To do that, we need to work together to improve infrastructure (specifically the fisheries processing plant), address waste management issues and improve our scientific understanding of the endangered species inhabiting the wonderful, yet fragile marine environment of St Helena.
What is the value of valuing the environment?
Speaker: Nicole Shamier
Affiliation: St Helena Government
Why do we put an economic value on things? Why is it useful to know that Gross Value Added in forestry in the UK was £0.63 billion in 2016? Why do we care that the perceived value of the scuba diving market was $8 billion in 2007? Why does this matter and how do economists use this information to influence policy?

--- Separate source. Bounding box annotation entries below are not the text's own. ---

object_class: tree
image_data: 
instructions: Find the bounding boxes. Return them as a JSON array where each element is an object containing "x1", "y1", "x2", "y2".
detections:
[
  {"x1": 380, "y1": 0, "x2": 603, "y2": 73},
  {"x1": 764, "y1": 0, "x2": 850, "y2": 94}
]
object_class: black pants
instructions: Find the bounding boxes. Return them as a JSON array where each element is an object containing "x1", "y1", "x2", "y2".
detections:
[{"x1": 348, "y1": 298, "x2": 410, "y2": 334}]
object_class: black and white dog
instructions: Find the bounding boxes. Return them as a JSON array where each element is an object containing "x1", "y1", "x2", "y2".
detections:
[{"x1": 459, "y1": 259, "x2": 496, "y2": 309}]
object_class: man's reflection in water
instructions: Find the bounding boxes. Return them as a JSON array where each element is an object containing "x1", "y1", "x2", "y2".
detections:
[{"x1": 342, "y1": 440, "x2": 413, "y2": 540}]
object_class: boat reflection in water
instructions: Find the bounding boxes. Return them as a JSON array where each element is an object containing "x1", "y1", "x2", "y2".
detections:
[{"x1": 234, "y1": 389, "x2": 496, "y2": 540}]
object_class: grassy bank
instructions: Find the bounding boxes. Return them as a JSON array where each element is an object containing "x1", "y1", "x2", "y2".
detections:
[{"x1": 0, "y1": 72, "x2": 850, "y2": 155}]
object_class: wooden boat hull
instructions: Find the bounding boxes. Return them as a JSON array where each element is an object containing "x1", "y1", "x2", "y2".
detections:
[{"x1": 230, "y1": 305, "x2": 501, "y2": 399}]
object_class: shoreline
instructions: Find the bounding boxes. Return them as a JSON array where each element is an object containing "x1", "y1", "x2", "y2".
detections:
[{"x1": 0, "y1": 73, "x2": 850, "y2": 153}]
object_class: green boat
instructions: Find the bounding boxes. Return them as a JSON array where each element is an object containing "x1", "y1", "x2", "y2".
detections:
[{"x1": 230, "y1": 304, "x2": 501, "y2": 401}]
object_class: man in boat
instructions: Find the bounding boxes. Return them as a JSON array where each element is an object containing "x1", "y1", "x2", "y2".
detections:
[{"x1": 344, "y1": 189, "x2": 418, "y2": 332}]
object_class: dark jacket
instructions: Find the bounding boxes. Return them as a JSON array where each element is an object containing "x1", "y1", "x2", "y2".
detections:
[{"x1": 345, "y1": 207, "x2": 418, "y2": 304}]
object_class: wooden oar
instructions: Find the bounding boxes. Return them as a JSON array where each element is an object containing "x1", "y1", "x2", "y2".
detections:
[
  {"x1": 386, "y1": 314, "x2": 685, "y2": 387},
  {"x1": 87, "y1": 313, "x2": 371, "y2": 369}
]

The presentation starts by giving good and bad examples of valuation studies and their use (or lack of). It then questions the focus of any valuation study and the amount of time and resources which one should commit in order to get the most out of a piece of research. Thoughts are expressed as to how to design a valuation study in order for it to make the biggest positive impact to the environmental cause. And finally, some ideas for valuation studies in St Helena are presented.
Isolation, Connection and the Future: Education on St Helena
Speaker: Shirley Wahler
Affiliation: St Helena Government, Education and Employment
With the opening of the new airport, St Helena is entering a new era in economic development and global connectivity. This presentation looks at how the historic isolation of the island has shaped education in St Helena and considers how recent and imminent develop is changing how education is perceived and valued within the community.
The recently established St Helena Community College has a key role in offering empowerment and opportunity for Saints, and its short history provides an indication of how education can contribute to sustainable development. The need to encourage and support research activities on St Helena is identified as a component of valuing the island’s natural heritage and promoting sustainable policies and practices.
07 February – Webinar
What News about dolphins of the Falkland Islands?
Speaker: Dr Marina Costa
Affiliation: South Atlantic Environmental Research Institute (SAERI)
This research is part of a two-year project called ‘Dolphins of the Kelp’ funded by the Darwin Initiative and by the Falkland Islands Government. During this session, recent project discoveries will be unfolded for the first time, concerning two dolphins commonly encountered in the coastal waters of the Falklands: Commerson’s dolphin (Cephalorhynchus commersonii), and Peale’s dolphin (Lagenorhynchus australis).
New scientific discoveries include the genetic relationship among Commerson’s dolphins in the southern hemisphere and the abundance estimates for both species obtained by aerial-based survey using line transect methods. Other information presented concern seasonal distribution and group size, reproductive peak, movements, and habitat overlapping for the two species. These data have been gathered during boat survey using photo-identification methods. The results presented in this session are the first available for the Falklands ‘populations’. Although preliminary, they provide therefore an interesting outlook on two poorly known dolphins’ species.